Pozwala to właścicielom jednostek zaangażowanych w wypadek na wystąpienie do sądu federalnego o ograniczenie wszelkich szkód do wartości bieżącej jednostki. Przy zniszczonym batyskafie ta wynosi zero. By jednak skorzystać z tej opcji, firma musiałaby udowodnić, że nie było żadnej świadomości o możliwych usterkach i wadach konstrukcyjnych.
Po doniesieniach zewnętrznych ekspertów wydaje się to trudne. Jak podaje "The Sydney Morning Herald", w 2018 roku były pracownik OceanGate składał w Waszyngtonie pozew o niezachowanie dostatecznych środków bezpieczeństwa. Sprawa pozostała nierozstrzygnięta. Po sieci krążą teraz kolejne dowody i informacje od ekspertów, którzy kontaktowali się z firmą.
Nawet gdyby przedsiębiorstwo się wybroniło albo nie miałaby środków, rodziny zmarłych mogą próbować ścigać prawnie wszelkich zewnętrznych kontraktorów, którzy byli zaangażowani w projektowanie łodzi podwodnej.
Z pomocą może im też przyjść amerykańskie prawo admiralicji o śmierci na morzu.
Death on the High Seas Act (DOHSA) to przepis w prawie Stanów Zjednoczonych, który chroni osoby zależne finansowo w razie, gdy utrzymujący je członkowie rodziny zginęli na wodach międzynarodowych. Pozwala im to uzyskać dostęp do dochodów zmarłych i pozwać osoby odpowiedzialne za jednostkę, na której doszło do tragedii.

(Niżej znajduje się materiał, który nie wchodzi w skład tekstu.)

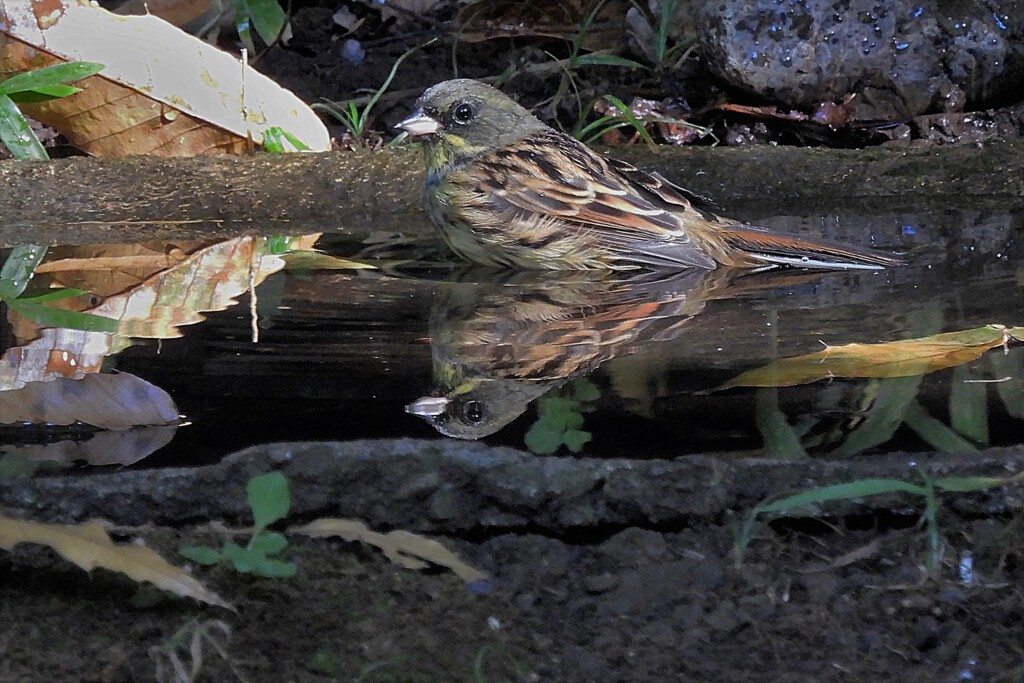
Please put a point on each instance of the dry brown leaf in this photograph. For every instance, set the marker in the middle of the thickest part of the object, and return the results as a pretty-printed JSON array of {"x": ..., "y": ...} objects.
[
  {"x": 162, "y": 91},
  {"x": 104, "y": 447},
  {"x": 109, "y": 401},
  {"x": 88, "y": 546},
  {"x": 485, "y": 19},
  {"x": 403, "y": 548},
  {"x": 208, "y": 280},
  {"x": 195, "y": 16},
  {"x": 899, "y": 358},
  {"x": 320, "y": 261}
]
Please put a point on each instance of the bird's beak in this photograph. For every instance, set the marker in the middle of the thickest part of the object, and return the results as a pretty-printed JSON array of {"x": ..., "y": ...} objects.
[
  {"x": 428, "y": 407},
  {"x": 418, "y": 123}
]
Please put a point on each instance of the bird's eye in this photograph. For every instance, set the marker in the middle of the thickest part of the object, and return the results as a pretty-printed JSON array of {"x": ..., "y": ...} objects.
[
  {"x": 474, "y": 412},
  {"x": 463, "y": 113}
]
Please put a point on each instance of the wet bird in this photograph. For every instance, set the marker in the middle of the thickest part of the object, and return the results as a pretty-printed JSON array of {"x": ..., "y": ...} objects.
[{"x": 508, "y": 190}]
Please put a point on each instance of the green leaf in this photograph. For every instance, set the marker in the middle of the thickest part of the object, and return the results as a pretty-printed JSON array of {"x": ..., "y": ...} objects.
[
  {"x": 273, "y": 568},
  {"x": 268, "y": 498},
  {"x": 44, "y": 93},
  {"x": 274, "y": 138},
  {"x": 17, "y": 269},
  {"x": 268, "y": 543},
  {"x": 605, "y": 59},
  {"x": 938, "y": 435},
  {"x": 242, "y": 559},
  {"x": 969, "y": 406},
  {"x": 267, "y": 17},
  {"x": 1010, "y": 369},
  {"x": 576, "y": 438},
  {"x": 58, "y": 317},
  {"x": 852, "y": 489},
  {"x": 15, "y": 133},
  {"x": 201, "y": 554},
  {"x": 267, "y": 566},
  {"x": 50, "y": 76},
  {"x": 542, "y": 440},
  {"x": 780, "y": 440},
  {"x": 966, "y": 484}
]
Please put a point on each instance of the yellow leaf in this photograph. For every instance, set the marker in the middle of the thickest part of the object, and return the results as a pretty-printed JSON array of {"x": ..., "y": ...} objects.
[
  {"x": 899, "y": 358},
  {"x": 162, "y": 92},
  {"x": 88, "y": 546},
  {"x": 403, "y": 548}
]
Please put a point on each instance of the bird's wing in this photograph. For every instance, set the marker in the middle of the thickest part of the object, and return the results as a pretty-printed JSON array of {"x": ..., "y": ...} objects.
[{"x": 551, "y": 176}]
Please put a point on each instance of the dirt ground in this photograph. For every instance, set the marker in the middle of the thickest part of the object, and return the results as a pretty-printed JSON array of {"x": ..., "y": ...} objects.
[
  {"x": 638, "y": 584},
  {"x": 582, "y": 588}
]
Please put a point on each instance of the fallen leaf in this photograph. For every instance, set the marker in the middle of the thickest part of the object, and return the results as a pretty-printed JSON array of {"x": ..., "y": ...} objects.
[
  {"x": 88, "y": 546},
  {"x": 485, "y": 19},
  {"x": 899, "y": 358},
  {"x": 404, "y": 548},
  {"x": 162, "y": 91},
  {"x": 121, "y": 400}
]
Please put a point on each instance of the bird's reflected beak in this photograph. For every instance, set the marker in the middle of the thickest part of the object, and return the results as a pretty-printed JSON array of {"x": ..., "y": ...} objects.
[
  {"x": 428, "y": 407},
  {"x": 418, "y": 123}
]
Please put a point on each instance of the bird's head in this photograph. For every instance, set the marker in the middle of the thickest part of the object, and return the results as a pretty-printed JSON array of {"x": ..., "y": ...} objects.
[{"x": 462, "y": 119}]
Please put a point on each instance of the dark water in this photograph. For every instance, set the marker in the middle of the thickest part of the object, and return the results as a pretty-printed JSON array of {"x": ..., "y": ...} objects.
[{"x": 607, "y": 366}]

Tutaj kluczowe będzie udowodnienie różnic w tym, co firma wiedziała o stanie technicznym Titana, a tym, co zostało przekazane pasażerom.
OceanGate to firma działająca w Everett, Waszyngtonie. Nie jest wiadome, czy stać ją na pokrycie odszkodowań. Niezależnie od kwoty, nie zadośćuczyni to za tydzień rozpaczy i cierpienia rodzin.
Porozmawiałem o sytuacji z prawniczką. Chciała zachować anonimowość, ze względu na umowy wiążące ją z korporacją, dla której pracuje.
– Moim zdaniem, sprawa nie jest jednoznaczna. Fakt, że właściciel sam przyznał, że korzystają z najtańszych materiałów, takich jak lampki ze sklepu campingowego, najtańszy kontroler i tak dalej, to już jest podstawą do udowodnienia, że doszło do rażących zaniedbań ze strony firmy, co mogłoby podważyć też oświadczenia, które uczestnicy podpisali przed rozpoczęciem ekspedycji. Nawet jeśli zawierał on oświadczenie o zrzeczeniu się wszelkich roszczeń. I wtedy otworzyłaby się droga do roszczeń – powiedziała mi prawniczka, zapytana o szanse uzyskania zadośćuczynienia dla rodzin zmarłych.